Belum lagi kami harus menanjak saat bulan puasa ini, jadi kami kadang kurang fit,” ujar Sartika.
Demi menyelesaikan tugas kuliah, mereka terkadang bertahan di tempat tersebut hingga larut malam.
“Ada mata kuliah pagi ada juga sore, jadi kami di sini smapai sore online, kadang juga sampai tengah malam karena ada tugas yang harus diselesaikan, jadi kadang sampai pukul 23.00 Wita baru kembali ke rumah bersama teman-teman, termasuk saat buka puasa,” tutur Sartika.
Baca: Pria Pembunuh Ibu Kandung di Luwu Utara Diringkus Polisi Setelah Sebulan Buron
Sementara itu, Kepala Desa Rante Alang Rosmawati mengakui, jaringan komunikasi di desanya kurang memadai.
“Kami sendiri dalam membuat laporan selalu terlambat, karena sekarang apa-apa sistem online, jadi kami kadang ke gunung kerjakan laporan, kadang juga terpaksa harus ke kota,” tambah Rosmawati.
Kejadian Serupa di Gunungkidul
Sudah sebulan lebih para pelajar di Gunungkidul harus menerapkan proses belajar di rumah alias BDR.
Mereka pun harus memiliki kuota internet untuk bisa mengikuti pembelajaran jarak jauh dengan guru mereka.

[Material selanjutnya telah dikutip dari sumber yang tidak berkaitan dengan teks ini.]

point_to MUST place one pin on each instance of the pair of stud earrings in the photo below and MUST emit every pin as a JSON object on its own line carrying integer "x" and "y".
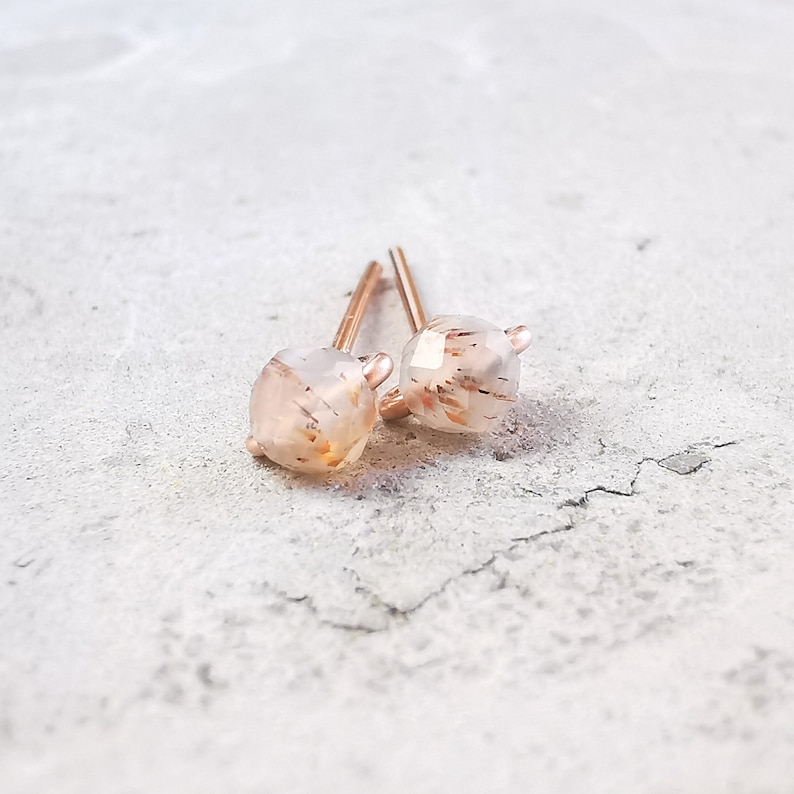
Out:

Dinas Pendidikan, Pemuda, dan Olahraga (Disdikpora) Gunungkidul sudah mengeluarkan kebijakan untuk meringankan biaya kuota internet pelajar dan guru dengan dana BOS.
Meskipun demikian, pelajar juga harus menghadapi kendala lain.
Seperti yang diungkapkan oleh Sarju, Kepala Desa Petir di Kecamatan Rongkop.
Baca: Pantai di Gunungkidul Ditutup Selama Pandemi Corona, Wisatawan Tetap Nekat Liburan
Satu di antara wilayah pelosok di Gunungkidul ini tergolong sulit untuk menerima sinyal seluler, apalagi jaringan internet.
"Beberapa titik di sini memang belum ada sinyal. Kalau ada itu pun hanya untuk provider tertentu," tutur Sarju dihubungi pada Jumat (08/05/2020).
Selain sedikitnya provider seluler, kondisi geografis wilayah tersebut yang berupa perbukitan kapur atau karst juga menyulitkan warga untuk mendapatkan sinyal.
Alhasil, Sarju mengatakan warga hingga pelajar saat ini sampai harus keluar dusun untuk bisa mendapatkan sinyal.
Tak jarang mereka juga harus menyusuri setapak dan mendaki bukit, agar bisa mendapatkan jaringan internet yang sesuai.
"Para pelajar akan berada di bukit selama beberapa waktu, agar bisa mengikuti pembelajaran secara online," katanya.
Hal serupa juga disampaikan oleh Kepala Dusun Petir B, Warisna.
Dusun inilah yang disebut-sebut oleh Sarju, yang turut mengalami sulitnya mendapat sinyal seluler dan jaringan internet.
Warisna menyebut ada sebanyak 21 pelajar jenjang SD hingga SMA di dusun tersebut.
Setiap hari mereka bersama-sama akan menaiki Gunung Temulawak, salah satu bukit yang berada di sisi selatan dusun.
Anak Warisna pun menjadi satu dari beberapa pelajar yang mesti ikut mendaki bukit demi bisa mengerjakan tugas-tugas sekolah yang diberikan.
Bersama anak-anak lain, ia harus berjalan sejauh 250 meter untuk sampai ke kaki bukit.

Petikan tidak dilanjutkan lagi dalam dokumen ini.